False alarm. Tuesday night, 2 AM. Megan woke me up and said, "I think it's happening." We drove to the hospital. It was not happening. Braxton Hicks. The practice contractions. The body's dress rehearsal for the real show. We drove home at 4 AM, both of us wide awake and disappointed and relieved in equal measure.

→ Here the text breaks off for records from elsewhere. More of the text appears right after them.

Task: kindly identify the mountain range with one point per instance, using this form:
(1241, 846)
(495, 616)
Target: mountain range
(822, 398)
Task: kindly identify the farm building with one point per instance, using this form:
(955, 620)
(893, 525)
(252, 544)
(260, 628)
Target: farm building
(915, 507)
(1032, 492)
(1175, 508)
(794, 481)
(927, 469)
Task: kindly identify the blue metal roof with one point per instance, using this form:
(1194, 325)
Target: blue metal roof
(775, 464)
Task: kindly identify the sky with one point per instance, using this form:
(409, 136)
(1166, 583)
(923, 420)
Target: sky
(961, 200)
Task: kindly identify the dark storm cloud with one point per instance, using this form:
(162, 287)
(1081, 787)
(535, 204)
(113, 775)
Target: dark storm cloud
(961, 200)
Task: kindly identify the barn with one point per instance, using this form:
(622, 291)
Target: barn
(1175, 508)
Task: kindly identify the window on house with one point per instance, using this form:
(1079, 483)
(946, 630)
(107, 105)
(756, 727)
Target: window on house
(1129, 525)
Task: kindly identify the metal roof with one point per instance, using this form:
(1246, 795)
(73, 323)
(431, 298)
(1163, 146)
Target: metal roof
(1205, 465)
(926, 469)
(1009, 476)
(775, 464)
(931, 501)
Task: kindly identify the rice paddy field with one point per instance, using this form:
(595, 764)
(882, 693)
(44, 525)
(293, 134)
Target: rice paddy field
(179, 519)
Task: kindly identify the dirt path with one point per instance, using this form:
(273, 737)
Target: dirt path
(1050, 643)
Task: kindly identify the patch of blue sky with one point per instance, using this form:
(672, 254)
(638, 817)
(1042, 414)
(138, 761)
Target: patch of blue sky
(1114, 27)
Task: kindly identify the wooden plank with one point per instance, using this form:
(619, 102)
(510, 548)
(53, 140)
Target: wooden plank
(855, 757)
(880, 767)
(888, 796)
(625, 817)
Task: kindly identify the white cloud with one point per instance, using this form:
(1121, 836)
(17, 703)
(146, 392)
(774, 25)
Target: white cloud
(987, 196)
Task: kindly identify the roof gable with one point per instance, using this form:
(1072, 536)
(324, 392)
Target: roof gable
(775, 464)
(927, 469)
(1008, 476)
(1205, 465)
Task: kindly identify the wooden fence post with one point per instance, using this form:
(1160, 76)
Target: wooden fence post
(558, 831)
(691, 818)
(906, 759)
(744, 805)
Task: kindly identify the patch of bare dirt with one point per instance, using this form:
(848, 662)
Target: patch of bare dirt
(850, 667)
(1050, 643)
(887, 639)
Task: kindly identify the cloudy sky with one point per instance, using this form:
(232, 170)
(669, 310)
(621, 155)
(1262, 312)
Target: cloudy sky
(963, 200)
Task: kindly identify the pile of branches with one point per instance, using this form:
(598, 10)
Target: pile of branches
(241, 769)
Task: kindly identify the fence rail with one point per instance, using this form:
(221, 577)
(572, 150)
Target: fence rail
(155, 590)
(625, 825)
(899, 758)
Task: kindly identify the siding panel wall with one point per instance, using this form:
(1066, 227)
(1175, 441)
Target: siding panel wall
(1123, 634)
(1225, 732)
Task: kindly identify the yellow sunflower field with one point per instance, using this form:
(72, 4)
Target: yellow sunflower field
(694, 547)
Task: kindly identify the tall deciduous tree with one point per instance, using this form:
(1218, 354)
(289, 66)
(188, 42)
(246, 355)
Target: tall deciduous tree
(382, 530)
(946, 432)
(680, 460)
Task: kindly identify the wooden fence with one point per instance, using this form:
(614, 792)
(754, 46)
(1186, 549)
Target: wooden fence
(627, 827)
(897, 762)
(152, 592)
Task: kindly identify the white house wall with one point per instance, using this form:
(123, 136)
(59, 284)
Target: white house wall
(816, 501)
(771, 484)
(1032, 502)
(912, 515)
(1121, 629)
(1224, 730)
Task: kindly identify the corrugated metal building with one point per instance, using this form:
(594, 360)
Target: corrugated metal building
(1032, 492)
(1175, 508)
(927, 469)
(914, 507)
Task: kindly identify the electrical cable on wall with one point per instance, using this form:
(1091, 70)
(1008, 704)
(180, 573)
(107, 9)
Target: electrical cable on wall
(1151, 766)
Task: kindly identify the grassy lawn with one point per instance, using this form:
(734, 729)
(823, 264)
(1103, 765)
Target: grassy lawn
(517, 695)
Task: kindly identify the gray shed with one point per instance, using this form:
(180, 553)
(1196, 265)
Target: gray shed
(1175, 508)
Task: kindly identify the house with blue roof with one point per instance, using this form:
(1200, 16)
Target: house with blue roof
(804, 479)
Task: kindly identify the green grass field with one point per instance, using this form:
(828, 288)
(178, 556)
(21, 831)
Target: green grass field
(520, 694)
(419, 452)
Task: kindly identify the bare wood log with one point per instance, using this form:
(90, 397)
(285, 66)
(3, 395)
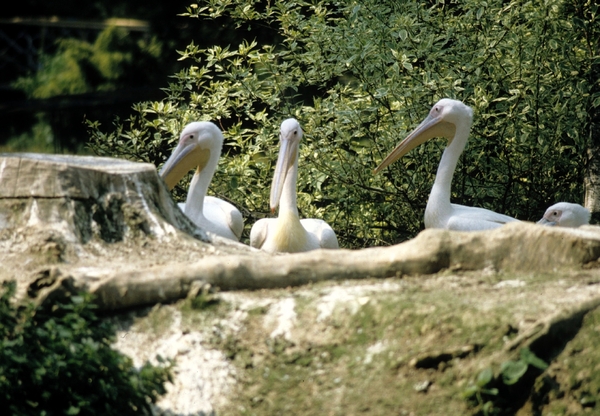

I couldn't sleep after. I went to the kitchen and made scrambled eggs. 4 AM scrambled eggs in a dark kitchen while my pregnant wife went back to sleep and the city was silent and the baby was not yet ready and I was more ready than I'd ever been for anything. The eggs were good. 4 AM eggs are always good. There's something honest about cooking before dawn — no audience, no presentation, just the act of feeding yourself because the body needs fuel and the mind needs something to do.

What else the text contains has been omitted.